I did figure out, eventually, how to find people to interview. The key was to use Facebook to learn more about what was happening in towns coming up along my route. I did this for the first time when I was getting close to Cheyenne, Wyoming. I couldn’t quite figure out who to interview, so I looked a little to the east of Cheyenne and found the tiny town of Pine Bluffs. I went onto Facebook and, lo and behold, they had just hosted a kite festival. Now, that might not seem like a big deal to you right now, but if you were living in a metropolitan area on the East Coast in 2020, you know there were no kite festivals or anything like that at the time. So, I drove to Pine Bluffs and met with Sonja, at the recreation department (yes, she is in the book), about the kite festival. Sonja then connected me with others in town. And that’s how I got my mojo on, so to speak. 

Another question you may have is: “This was during a divisive year for the country politically, with news networks spinning each side up like the boxers in that old game, Rock ‘Em, Sock ‘Em Robots. Did a lot of people want to talk about politics?” The answer is no. There was only one question that I asked each person, and they often answered it in one, long monologue that lasted between 30 and 45 minutes. The question was: “It’s January 1, 2020. What was your 2020 supposed to be like and what did it end up being like, up to the present?” And you know what? When you ask a person a question about their life during a really difficult time, they focus on what matters most to them: family, friends, work, and community. 

After the interviews wrapped up, the vast majority of the people would pause and ask me, “How are people doing out there? Are they okay?” And sometimes they would add, “I wish the news organizations would go away. They are just pitting us against each other, trying to get us to hate each other, all for the sake of profits. I wish we could go back to the way it used to be before all this social media and stuff.” True.

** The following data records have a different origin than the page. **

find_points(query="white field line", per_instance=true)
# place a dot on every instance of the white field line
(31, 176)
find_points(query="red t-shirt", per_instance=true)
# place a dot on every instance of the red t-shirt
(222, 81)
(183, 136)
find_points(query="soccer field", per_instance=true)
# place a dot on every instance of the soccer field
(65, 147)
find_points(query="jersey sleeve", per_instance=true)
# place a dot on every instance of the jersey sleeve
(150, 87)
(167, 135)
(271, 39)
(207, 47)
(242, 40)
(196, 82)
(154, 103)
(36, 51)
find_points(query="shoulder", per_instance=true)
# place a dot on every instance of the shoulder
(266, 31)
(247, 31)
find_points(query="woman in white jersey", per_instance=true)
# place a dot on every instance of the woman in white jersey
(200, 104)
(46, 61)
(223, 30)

Some people ask me if the wide diversity of people in the book happened by chance or whether it was deliberate. Well, I was raised by a social scientist and a rocket scientist, so it will not surprise you that I had an ever-evolving grid that included community density (cities of various population sizes, suburban areas, rural areas), sections of the country, states, gender, age, race, ethnicity, religion, LGBTQ+ identification, and jobs. It was important to me that this book be a serious effort to collect a lot of different voices and experiences. 

I just started driving and trusted that everything would turn out okay. Fortunately for me, it did.

There are three more questions that most people ask.

First, whether there is a particular story that is my favorite. That’s like asking which of my children I love more. I love them all equally. In any event, even if I had a favorite or two, that is irrelevant because the purpose of offering up these hundred stories is to let each reader process them for themself and take away from the stories what they need as their own unique person going through life.

Second, why I did not include photos in the book. This answer actually relates to what I just said above. I want each person to really hear, really listen to the stories and then take from them what they need. If we saw the photo of the person whose story it is, we wouldn’t be able to see ourselves in it as well because it is “someone else’s story.” When you read just the words, you often find a part of yourself in each story.

Third, whether I have a parting thought about what I saw and experienced as I interviewed hundreds of people all over the country. Yes. When I headed west in September 2020, I thought I was going to find a country that was despondent, depressed. What I found, instead, is pluck. “Pluck” is a word we don’t use much anymore. It means “spirited and determined courage.” That’s what I found, even with people who had lost a loved one or who had transmitted COVID to someone who had died or whose business was close to bankruptcy. Pluck. We pick ourselves up and we keep going, and the people around us come by our sides and prop us up and love us and hug us. We are truly all in this together.

Michelle Fishburne is a full-time digital nomad, splitting her time between her 2006 motor home, Airbnbs, and the occasional house-sitting gig.